FFG’s 40k RPG stuff seems to always be available at the FLGS before it’s available at Amazon– sometimes a month before. I’ve never heard them state that as a policy, though.
Evil Hat’s program is superior to Catalyst’s, and they’ve been doing it longer.
GaryRay, “to the benefit of both” was implied. I don’t know specifics about RPG sales stats, however.
Eric: I think every retailer who sells both should offer the PDF free to the purchaser of the physical book. That’s kind of a no-brainer, actually.
I actually disagree with the notion that we are somehow entitled to free PDF versions of our print RPG books. If we pay for the DVD of a movie, we don’t automatically gain the ability to Video On Demand or any other streaming version of that same film. My VHS casettes didn’t magically transform into DVD – and, while some publishers are offering DVD trade-ins for Blu-Ray, ownership of the DVD doesn’t grant me ownership of the Blu-Ray.
Catalyst’s RED doesn’t give you free PDF’s with purchase – it allows you to buy Catalyst’s PDF files from the same FLGS where you buy your physical book copies – it’s a convenience thing.

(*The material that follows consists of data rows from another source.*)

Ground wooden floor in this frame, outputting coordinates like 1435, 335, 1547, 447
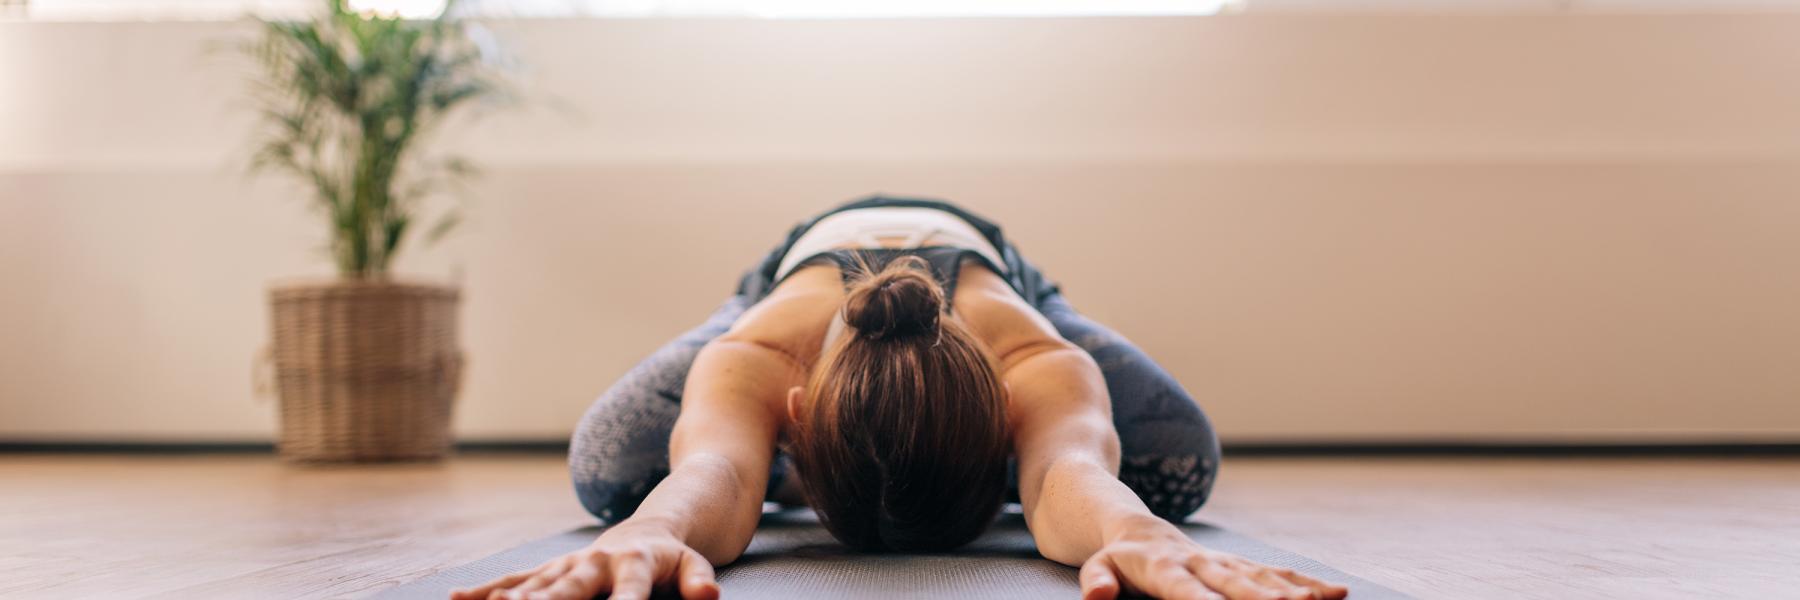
2, 454, 1796, 599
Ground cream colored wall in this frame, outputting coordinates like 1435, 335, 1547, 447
3, 16, 1799, 443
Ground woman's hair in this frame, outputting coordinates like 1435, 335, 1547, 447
788, 255, 1011, 552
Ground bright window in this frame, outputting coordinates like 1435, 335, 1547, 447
11, 0, 1800, 21
5, 0, 1239, 20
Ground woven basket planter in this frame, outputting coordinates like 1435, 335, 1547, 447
269, 280, 463, 462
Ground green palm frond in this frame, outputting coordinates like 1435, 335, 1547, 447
246, 0, 506, 278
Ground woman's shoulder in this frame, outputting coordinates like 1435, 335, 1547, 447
953, 264, 1077, 366
714, 265, 843, 365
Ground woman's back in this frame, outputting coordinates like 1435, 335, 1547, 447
712, 247, 1070, 427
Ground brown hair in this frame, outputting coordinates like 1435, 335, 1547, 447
788, 255, 1011, 552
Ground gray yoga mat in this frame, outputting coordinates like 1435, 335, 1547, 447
376, 510, 1410, 599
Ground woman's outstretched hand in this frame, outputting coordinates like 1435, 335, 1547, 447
1079, 527, 1348, 600
449, 523, 719, 600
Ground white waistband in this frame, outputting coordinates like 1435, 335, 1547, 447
774, 207, 1006, 281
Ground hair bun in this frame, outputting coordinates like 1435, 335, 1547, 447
843, 256, 944, 341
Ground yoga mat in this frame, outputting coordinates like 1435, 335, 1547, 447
376, 510, 1411, 599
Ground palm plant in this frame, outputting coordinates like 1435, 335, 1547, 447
249, 0, 502, 278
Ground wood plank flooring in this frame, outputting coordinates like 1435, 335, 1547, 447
1, 454, 1795, 599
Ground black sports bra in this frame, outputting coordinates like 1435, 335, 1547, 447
772, 246, 1007, 309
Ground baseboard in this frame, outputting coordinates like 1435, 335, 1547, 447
0, 441, 278, 454
4, 439, 1799, 456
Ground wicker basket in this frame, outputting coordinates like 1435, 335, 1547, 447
268, 280, 463, 462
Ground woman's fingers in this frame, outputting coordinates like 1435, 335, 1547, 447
1078, 552, 1121, 600
1193, 557, 1342, 600
1249, 568, 1319, 600
1274, 567, 1349, 600
675, 549, 721, 600
607, 551, 657, 600
501, 559, 572, 599
449, 568, 535, 600
1140, 559, 1218, 600
1189, 556, 1275, 600
528, 557, 607, 600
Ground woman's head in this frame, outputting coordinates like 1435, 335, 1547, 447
786, 255, 1011, 552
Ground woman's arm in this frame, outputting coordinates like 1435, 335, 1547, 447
1008, 347, 1348, 600
452, 335, 798, 600
654, 338, 796, 561
950, 271, 1346, 600
1006, 344, 1135, 561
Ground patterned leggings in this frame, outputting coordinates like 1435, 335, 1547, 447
568, 287, 1222, 524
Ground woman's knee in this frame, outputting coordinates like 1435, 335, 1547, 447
1109, 364, 1221, 520
1117, 382, 1222, 520
1121, 444, 1219, 521
1120, 412, 1221, 521
573, 468, 665, 524
567, 296, 753, 523
566, 338, 702, 524
568, 391, 680, 523
1039, 294, 1222, 518
572, 432, 795, 523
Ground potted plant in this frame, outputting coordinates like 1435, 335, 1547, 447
247, 0, 504, 461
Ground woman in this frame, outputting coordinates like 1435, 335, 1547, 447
455, 197, 1348, 600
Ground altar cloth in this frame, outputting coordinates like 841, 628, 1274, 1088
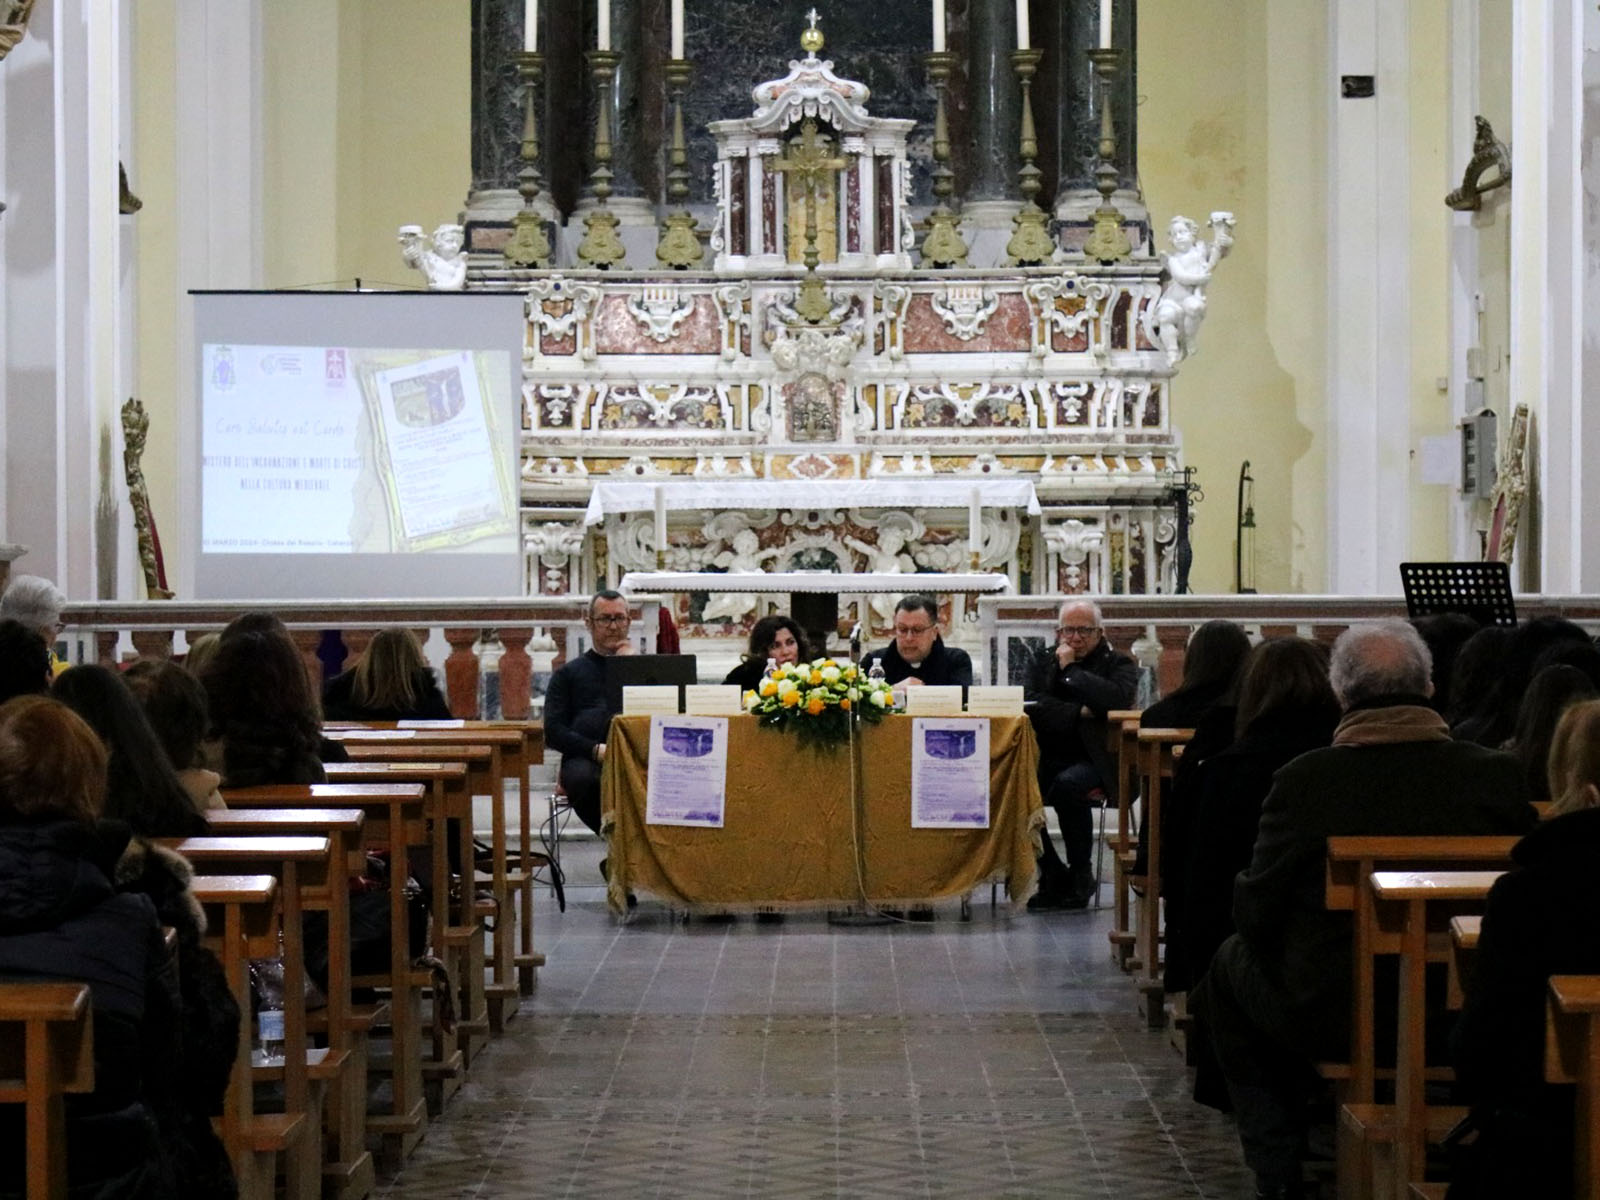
584, 478, 1043, 525
618, 570, 1011, 595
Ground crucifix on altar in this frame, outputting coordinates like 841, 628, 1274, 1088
770, 115, 853, 323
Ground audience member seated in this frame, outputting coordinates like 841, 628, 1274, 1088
859, 595, 973, 688
1448, 698, 1600, 1198
1445, 623, 1513, 732
0, 696, 188, 1198
181, 632, 220, 679
1502, 663, 1597, 804
122, 659, 226, 813
0, 618, 51, 704
723, 615, 809, 695
1410, 611, 1482, 717
1025, 598, 1139, 911
54, 664, 209, 836
0, 573, 67, 676
322, 628, 453, 721
1454, 616, 1591, 748
544, 591, 634, 838
1191, 619, 1536, 1200
200, 619, 338, 786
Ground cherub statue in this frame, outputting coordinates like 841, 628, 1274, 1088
398, 223, 468, 291
702, 529, 781, 624
845, 528, 913, 627
1150, 212, 1234, 365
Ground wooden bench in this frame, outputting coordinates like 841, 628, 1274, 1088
190, 874, 294, 1200
1446, 915, 1480, 1011
221, 784, 431, 1162
0, 982, 93, 1200
1547, 975, 1600, 1200
1131, 727, 1193, 1029
1105, 711, 1142, 970
199, 810, 374, 1200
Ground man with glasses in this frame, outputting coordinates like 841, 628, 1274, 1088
860, 595, 973, 688
544, 590, 634, 836
1025, 598, 1138, 910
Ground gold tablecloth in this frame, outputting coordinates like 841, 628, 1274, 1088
601, 714, 1044, 912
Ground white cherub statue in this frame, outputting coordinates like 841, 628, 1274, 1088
845, 528, 914, 627
702, 529, 781, 624
398, 223, 468, 291
1150, 212, 1234, 365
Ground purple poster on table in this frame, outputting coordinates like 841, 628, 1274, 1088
645, 715, 729, 828
910, 717, 990, 829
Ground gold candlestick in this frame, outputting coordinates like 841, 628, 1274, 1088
921, 50, 969, 268
1005, 46, 1054, 267
1083, 46, 1132, 264
655, 58, 701, 269
503, 50, 552, 268
577, 48, 628, 269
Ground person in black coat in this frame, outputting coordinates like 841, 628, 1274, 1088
544, 591, 634, 836
1025, 598, 1140, 909
0, 696, 185, 1199
1448, 698, 1600, 1199
1192, 620, 1537, 1200
859, 595, 973, 687
722, 615, 809, 694
201, 622, 342, 787
322, 628, 453, 721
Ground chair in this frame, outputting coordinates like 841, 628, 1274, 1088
537, 780, 573, 907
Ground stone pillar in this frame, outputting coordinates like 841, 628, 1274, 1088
960, 0, 1022, 265
1047, 0, 1145, 246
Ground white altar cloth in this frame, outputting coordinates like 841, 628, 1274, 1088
584, 479, 1042, 526
619, 571, 1012, 595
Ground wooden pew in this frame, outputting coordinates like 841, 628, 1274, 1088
221, 784, 430, 1163
0, 982, 93, 1200
190, 874, 289, 1200
1131, 727, 1193, 1029
200, 809, 374, 1200
1547, 975, 1600, 1200
1446, 915, 1480, 1011
1105, 711, 1142, 970
175, 837, 335, 1200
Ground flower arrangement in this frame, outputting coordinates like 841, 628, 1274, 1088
743, 657, 899, 748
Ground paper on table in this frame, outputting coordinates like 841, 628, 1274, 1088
645, 715, 728, 827
904, 686, 964, 715
910, 717, 991, 829
398, 719, 466, 728
683, 685, 745, 715
964, 686, 1024, 716
623, 685, 680, 715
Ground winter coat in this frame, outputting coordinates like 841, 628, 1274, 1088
1025, 638, 1140, 801
322, 667, 452, 722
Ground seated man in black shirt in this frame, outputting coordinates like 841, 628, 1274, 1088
1025, 599, 1139, 910
543, 590, 633, 836
860, 595, 973, 688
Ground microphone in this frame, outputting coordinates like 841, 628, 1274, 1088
849, 622, 862, 662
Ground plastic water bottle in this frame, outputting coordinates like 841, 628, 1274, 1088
251, 951, 286, 1065
762, 656, 778, 680
867, 659, 886, 684
477, 632, 503, 720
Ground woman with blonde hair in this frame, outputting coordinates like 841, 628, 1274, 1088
322, 628, 452, 721
1450, 698, 1600, 1196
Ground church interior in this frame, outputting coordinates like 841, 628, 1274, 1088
2, 1, 1599, 1198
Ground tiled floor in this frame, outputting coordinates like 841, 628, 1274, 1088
375, 840, 1254, 1199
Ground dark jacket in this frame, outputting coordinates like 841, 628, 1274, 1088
860, 636, 973, 687
722, 657, 769, 694
1447, 805, 1600, 1197
544, 649, 617, 762
322, 667, 453, 722
1140, 679, 1233, 733
1025, 638, 1140, 800
1230, 709, 1535, 1041
0, 820, 179, 1199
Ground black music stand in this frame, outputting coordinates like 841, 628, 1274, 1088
1399, 561, 1517, 627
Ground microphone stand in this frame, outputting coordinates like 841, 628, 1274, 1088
830, 623, 893, 926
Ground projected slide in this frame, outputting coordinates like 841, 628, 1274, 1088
201, 344, 517, 556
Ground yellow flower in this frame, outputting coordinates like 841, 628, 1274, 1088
840, 697, 852, 711
810, 669, 823, 685
806, 694, 826, 715
760, 680, 777, 697
782, 690, 802, 708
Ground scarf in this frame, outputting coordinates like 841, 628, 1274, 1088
1332, 704, 1451, 747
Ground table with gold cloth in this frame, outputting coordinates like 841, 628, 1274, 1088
600, 714, 1044, 913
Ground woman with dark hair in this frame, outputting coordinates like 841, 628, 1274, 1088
201, 626, 332, 786
53, 664, 209, 836
1411, 612, 1482, 716
1449, 699, 1600, 1197
122, 659, 224, 813
1454, 616, 1591, 748
722, 615, 809, 693
0, 617, 52, 704
1141, 620, 1252, 731
1501, 663, 1597, 804
1447, 624, 1514, 730
0, 696, 192, 1198
323, 629, 452, 721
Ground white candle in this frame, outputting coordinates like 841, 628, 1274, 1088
671, 0, 684, 58
1015, 0, 1028, 50
968, 487, 982, 560
654, 486, 667, 554
598, 0, 611, 51
1099, 0, 1113, 48
524, 0, 537, 51
932, 0, 945, 53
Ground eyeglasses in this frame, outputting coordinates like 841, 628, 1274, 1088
590, 614, 630, 627
1057, 625, 1098, 639
894, 624, 935, 637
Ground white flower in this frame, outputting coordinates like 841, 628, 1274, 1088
870, 690, 889, 708
744, 690, 760, 711
846, 687, 860, 701
776, 678, 798, 697
821, 665, 842, 684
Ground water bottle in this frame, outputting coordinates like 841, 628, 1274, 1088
251, 946, 286, 1065
762, 656, 778, 680
477, 631, 503, 720
867, 659, 886, 684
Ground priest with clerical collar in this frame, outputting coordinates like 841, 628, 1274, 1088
860, 595, 973, 688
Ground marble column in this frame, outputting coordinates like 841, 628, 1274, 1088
960, 0, 1023, 265
464, 0, 557, 253
1047, 0, 1144, 246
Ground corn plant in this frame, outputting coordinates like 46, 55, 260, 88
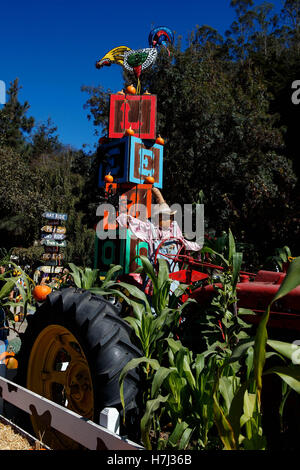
265, 246, 292, 272
68, 263, 102, 289
180, 229, 249, 357
1, 262, 35, 320
253, 257, 300, 403
91, 255, 194, 360
212, 257, 300, 449
119, 338, 219, 450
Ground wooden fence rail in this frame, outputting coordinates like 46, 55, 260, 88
0, 375, 143, 450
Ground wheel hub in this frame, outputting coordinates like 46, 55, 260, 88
26, 324, 94, 449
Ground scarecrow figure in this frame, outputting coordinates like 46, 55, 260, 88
117, 187, 202, 258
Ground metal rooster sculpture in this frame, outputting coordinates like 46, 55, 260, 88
96, 26, 174, 93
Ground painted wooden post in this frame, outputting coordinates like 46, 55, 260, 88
40, 212, 68, 277
96, 91, 162, 274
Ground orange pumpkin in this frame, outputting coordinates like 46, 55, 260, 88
144, 90, 151, 95
0, 351, 18, 369
126, 84, 136, 95
14, 314, 19, 322
117, 90, 125, 95
33, 285, 52, 302
125, 126, 135, 136
104, 173, 114, 183
156, 135, 165, 146
144, 176, 155, 184
6, 356, 18, 369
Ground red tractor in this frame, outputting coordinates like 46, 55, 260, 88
152, 237, 300, 336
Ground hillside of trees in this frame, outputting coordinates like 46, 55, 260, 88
1, 0, 300, 271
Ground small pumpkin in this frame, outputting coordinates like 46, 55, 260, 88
33, 285, 52, 302
125, 126, 135, 136
14, 314, 19, 322
0, 351, 18, 369
144, 176, 155, 184
6, 356, 18, 369
144, 90, 151, 95
126, 84, 136, 95
117, 90, 125, 95
156, 135, 165, 146
104, 173, 114, 183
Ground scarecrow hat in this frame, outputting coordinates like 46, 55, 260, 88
151, 187, 177, 217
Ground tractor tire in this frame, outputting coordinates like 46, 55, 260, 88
15, 287, 142, 450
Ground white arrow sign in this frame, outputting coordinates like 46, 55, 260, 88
41, 239, 67, 247
43, 212, 68, 221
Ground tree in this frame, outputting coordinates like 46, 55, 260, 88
30, 117, 62, 159
0, 78, 34, 154
0, 146, 53, 247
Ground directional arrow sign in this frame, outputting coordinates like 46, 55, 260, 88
43, 212, 68, 221
41, 239, 67, 248
40, 265, 64, 272
42, 253, 64, 261
41, 233, 66, 241
41, 226, 66, 234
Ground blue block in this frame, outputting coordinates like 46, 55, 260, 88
98, 136, 163, 188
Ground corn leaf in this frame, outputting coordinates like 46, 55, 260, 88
254, 257, 300, 402
0, 279, 15, 300
264, 366, 300, 394
119, 357, 160, 419
213, 391, 237, 450
267, 339, 300, 362
232, 252, 243, 289
151, 367, 173, 397
141, 395, 169, 450
228, 228, 236, 263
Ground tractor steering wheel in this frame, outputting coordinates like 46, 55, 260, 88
153, 238, 186, 273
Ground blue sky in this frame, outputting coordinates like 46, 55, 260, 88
0, 0, 284, 151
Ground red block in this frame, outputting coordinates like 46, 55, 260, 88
102, 183, 152, 230
109, 94, 157, 140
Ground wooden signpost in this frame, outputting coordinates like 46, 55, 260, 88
41, 239, 67, 248
40, 211, 68, 276
42, 212, 68, 221
41, 233, 66, 240
42, 253, 64, 261
41, 226, 66, 234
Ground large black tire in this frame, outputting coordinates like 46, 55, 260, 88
15, 287, 142, 449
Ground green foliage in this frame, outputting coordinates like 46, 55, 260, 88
264, 245, 292, 271
93, 256, 192, 359
0, 262, 36, 320
68, 251, 300, 450
254, 257, 300, 402
68, 263, 101, 289
181, 229, 250, 355
0, 78, 34, 154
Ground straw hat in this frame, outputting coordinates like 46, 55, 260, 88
151, 188, 177, 218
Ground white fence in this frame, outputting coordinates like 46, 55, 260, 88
0, 375, 143, 450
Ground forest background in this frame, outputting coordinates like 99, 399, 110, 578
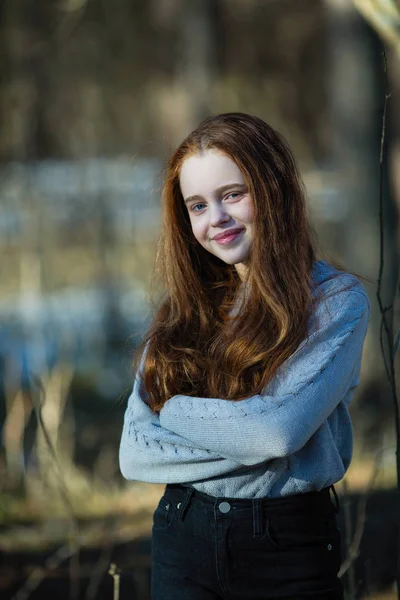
0, 1, 399, 599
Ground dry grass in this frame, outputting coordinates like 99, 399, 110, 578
0, 454, 397, 600
367, 593, 397, 600
0, 452, 397, 553
336, 455, 397, 493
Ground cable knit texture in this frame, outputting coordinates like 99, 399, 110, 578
119, 260, 371, 498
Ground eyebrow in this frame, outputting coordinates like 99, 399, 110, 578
183, 183, 247, 205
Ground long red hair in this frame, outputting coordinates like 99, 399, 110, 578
133, 113, 367, 412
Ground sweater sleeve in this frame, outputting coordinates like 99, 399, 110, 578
119, 370, 246, 483
159, 287, 370, 466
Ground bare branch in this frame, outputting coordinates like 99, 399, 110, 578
353, 0, 400, 54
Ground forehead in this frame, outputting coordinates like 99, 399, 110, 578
179, 149, 244, 198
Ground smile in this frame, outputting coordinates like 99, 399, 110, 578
213, 230, 244, 246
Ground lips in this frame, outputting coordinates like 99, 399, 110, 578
213, 228, 245, 241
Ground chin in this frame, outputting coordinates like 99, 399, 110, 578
218, 253, 250, 265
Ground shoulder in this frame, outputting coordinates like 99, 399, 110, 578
312, 259, 370, 305
310, 260, 371, 330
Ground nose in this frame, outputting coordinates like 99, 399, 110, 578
209, 203, 231, 227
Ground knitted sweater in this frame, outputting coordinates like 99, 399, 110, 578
119, 260, 371, 499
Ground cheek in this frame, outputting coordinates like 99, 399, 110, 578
190, 219, 208, 244
234, 197, 254, 224
243, 200, 254, 223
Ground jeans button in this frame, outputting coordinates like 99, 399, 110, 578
218, 501, 231, 513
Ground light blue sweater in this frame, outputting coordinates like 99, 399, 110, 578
119, 260, 371, 498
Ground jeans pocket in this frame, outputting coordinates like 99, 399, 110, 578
266, 513, 338, 552
152, 495, 175, 531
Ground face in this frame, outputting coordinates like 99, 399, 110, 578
179, 149, 254, 280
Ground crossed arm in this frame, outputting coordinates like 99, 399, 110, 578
119, 286, 370, 482
119, 374, 246, 483
159, 288, 370, 465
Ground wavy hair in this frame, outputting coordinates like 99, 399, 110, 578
133, 113, 368, 413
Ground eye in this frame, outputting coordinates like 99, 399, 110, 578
191, 203, 206, 212
225, 192, 242, 200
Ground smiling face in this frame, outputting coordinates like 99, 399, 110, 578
179, 149, 254, 280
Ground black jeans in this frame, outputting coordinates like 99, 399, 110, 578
151, 483, 343, 600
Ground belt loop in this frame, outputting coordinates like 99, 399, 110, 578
252, 499, 265, 538
329, 484, 340, 513
178, 487, 195, 521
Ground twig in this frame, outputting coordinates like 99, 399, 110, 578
108, 563, 121, 600
84, 516, 117, 600
84, 544, 114, 600
10, 544, 75, 600
29, 372, 81, 600
376, 47, 400, 599
353, 0, 400, 55
341, 478, 357, 599
339, 446, 388, 580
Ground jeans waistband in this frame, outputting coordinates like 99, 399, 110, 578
165, 483, 340, 519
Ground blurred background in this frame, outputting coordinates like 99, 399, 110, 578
0, 0, 399, 599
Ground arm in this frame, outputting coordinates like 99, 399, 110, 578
160, 286, 370, 466
119, 372, 246, 483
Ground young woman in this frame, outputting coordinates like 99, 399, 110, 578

“With RED, retailers will be able to sell you copies of the core book PDFs along with your hard copies right at the store simply by providing your email address” – http://catalystgamelabs.com/2009/09/25/catalyst-red/
Evil Hat is going above and beyond expectations by providing free PDF copies with proof of purchase.
I wonder how Cryptozoic is going to enforce the FLGS-only restriction on the decks.
Actually, I believe that you SHOULD get free, unrestricted conversion of any item you’ve bought/licensed in one format to any other format (not the format, just the conversion). So there. :-)
Thanks for the correction about CGL’s policy.
Too much is being made of PDFs. Sooner or later it seems, everything is going to go electronic and I hate it. I would always choose a physical book over a PDF. A book and a PDF may have the same information, but a book is real. A book is physical, you can feel it, smell it, and it holds its value long after purchase. A PDF can not be later sold, nor does one develop the same connection to a PDF as one develops with a book.